Modeling and nonlinear sliding mode controls of double pendulum cranes considering distributed mass beams, varying roped length and external disturbances

Most of the existing anti-swing control methods treat the crane as a single pendulum system with fixed rope length. In this paper, considering the varying rope length, the dynamic model of the double pendulum crane system with distributed mass beams (DMB) is established. Four versions of sliding mode control are proposed by utilizing the equivalent control strategy. The system responses of the hierarchical linear sliding mode control method based on velocity control and displacement control are analyzed.

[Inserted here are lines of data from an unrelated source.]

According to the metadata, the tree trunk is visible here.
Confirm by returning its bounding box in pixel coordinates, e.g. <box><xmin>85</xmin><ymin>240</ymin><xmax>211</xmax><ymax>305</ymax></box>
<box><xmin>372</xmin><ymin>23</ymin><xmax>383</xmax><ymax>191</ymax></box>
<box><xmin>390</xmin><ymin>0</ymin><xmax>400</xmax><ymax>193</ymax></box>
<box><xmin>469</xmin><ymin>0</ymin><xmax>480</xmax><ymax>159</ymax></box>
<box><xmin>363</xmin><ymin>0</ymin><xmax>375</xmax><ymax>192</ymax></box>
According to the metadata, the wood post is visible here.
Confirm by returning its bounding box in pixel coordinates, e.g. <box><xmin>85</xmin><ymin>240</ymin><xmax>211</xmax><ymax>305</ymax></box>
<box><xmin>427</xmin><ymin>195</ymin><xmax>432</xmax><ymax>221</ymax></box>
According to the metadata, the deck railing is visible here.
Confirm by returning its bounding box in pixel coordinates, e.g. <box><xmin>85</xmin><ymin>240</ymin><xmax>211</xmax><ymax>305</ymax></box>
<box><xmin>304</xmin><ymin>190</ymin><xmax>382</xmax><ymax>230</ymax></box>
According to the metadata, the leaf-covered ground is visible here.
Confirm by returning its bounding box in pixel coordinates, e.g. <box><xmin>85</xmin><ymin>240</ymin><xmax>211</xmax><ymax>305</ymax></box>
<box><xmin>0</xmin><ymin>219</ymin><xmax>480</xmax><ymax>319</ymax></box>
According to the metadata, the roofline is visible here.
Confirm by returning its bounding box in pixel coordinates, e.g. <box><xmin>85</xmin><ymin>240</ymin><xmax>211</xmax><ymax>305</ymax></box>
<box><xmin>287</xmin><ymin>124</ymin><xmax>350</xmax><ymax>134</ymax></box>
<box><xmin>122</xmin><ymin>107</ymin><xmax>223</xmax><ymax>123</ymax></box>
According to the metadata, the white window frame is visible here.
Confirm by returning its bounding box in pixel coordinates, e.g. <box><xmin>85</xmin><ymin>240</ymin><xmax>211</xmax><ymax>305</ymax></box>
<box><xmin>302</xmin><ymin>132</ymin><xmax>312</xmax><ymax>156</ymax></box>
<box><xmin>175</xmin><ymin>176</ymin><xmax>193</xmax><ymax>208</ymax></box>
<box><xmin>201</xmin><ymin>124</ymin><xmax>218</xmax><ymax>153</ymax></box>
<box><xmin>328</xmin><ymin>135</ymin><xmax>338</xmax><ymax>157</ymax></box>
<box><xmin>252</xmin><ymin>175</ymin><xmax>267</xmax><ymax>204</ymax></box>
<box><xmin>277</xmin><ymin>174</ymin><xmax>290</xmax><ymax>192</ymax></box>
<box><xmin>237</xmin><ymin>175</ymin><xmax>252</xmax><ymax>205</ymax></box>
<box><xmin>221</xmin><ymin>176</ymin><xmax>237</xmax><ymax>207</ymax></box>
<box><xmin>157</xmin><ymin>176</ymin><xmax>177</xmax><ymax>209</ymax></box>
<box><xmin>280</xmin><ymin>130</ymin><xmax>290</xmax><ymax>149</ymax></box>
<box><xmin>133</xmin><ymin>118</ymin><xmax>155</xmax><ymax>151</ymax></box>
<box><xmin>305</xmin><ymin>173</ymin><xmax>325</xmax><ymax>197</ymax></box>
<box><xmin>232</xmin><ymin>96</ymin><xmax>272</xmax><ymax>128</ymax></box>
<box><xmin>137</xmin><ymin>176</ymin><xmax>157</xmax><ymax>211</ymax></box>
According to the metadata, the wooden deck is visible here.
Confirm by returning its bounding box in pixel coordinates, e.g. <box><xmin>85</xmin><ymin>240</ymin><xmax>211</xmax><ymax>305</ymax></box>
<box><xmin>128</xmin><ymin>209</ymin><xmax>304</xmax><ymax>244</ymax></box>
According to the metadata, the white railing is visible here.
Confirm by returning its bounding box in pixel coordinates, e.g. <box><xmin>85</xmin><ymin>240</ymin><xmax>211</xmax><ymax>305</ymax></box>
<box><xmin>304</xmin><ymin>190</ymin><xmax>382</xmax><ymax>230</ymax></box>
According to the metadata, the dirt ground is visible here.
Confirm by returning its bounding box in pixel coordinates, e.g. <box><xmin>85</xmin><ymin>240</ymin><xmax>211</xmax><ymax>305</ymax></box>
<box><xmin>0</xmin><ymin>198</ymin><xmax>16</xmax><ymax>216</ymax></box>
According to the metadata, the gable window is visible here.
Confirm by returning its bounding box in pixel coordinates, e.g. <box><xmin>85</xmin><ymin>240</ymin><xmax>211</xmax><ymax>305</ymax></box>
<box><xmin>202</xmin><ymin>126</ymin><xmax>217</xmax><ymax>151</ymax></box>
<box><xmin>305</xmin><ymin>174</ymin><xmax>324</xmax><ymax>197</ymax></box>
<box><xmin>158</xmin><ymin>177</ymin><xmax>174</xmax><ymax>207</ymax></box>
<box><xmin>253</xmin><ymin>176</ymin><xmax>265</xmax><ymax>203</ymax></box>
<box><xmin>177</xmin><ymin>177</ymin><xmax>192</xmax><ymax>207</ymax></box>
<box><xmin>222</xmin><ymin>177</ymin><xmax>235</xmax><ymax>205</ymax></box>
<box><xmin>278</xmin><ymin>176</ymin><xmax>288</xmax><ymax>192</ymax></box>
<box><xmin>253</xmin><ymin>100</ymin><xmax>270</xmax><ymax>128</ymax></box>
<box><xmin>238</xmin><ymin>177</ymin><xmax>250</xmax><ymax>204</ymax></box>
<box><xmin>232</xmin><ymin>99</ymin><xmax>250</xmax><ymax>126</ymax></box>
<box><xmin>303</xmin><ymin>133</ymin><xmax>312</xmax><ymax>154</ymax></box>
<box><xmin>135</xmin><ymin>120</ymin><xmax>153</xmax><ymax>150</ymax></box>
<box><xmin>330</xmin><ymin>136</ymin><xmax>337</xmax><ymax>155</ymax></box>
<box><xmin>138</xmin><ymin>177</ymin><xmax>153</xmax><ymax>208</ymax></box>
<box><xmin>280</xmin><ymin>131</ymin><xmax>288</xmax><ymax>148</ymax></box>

Meanwhile, based on the pole placement method, a state observer that adapts to the length variation of the suspension rope is proposed. On this basis, the nonlinear sliding model control methods utilizing the velocity control, including the NTSMC and FTSMC, are presented. Simulations and experiments are conducted. Results indicate the effectiveness of the proposed methods. The control method can ensure the asymptotic stability of the system in a finite time, maintain robustness in disturbances and adapt the varying rope length. (c) 2021 Elsevier Ltd. All rights reserved.

Automated summary

This paper establishes a dynamic model of a double pendulum crane system with distributed mass beams (DMB) taking into account the varying rope length, and proposes four versions of sliding mode control utilizing an equivalent control strategy. A state observer adaptive to the length variation of the suspension rope is designed based on the pole placement method. Nonlinear sliding model control methods utilizing velocity control are also presented. Simulations and experiments demonstrate the effectiveness of the proposed methods in ensuring system stability, robustness, and adaptability to varying rope length.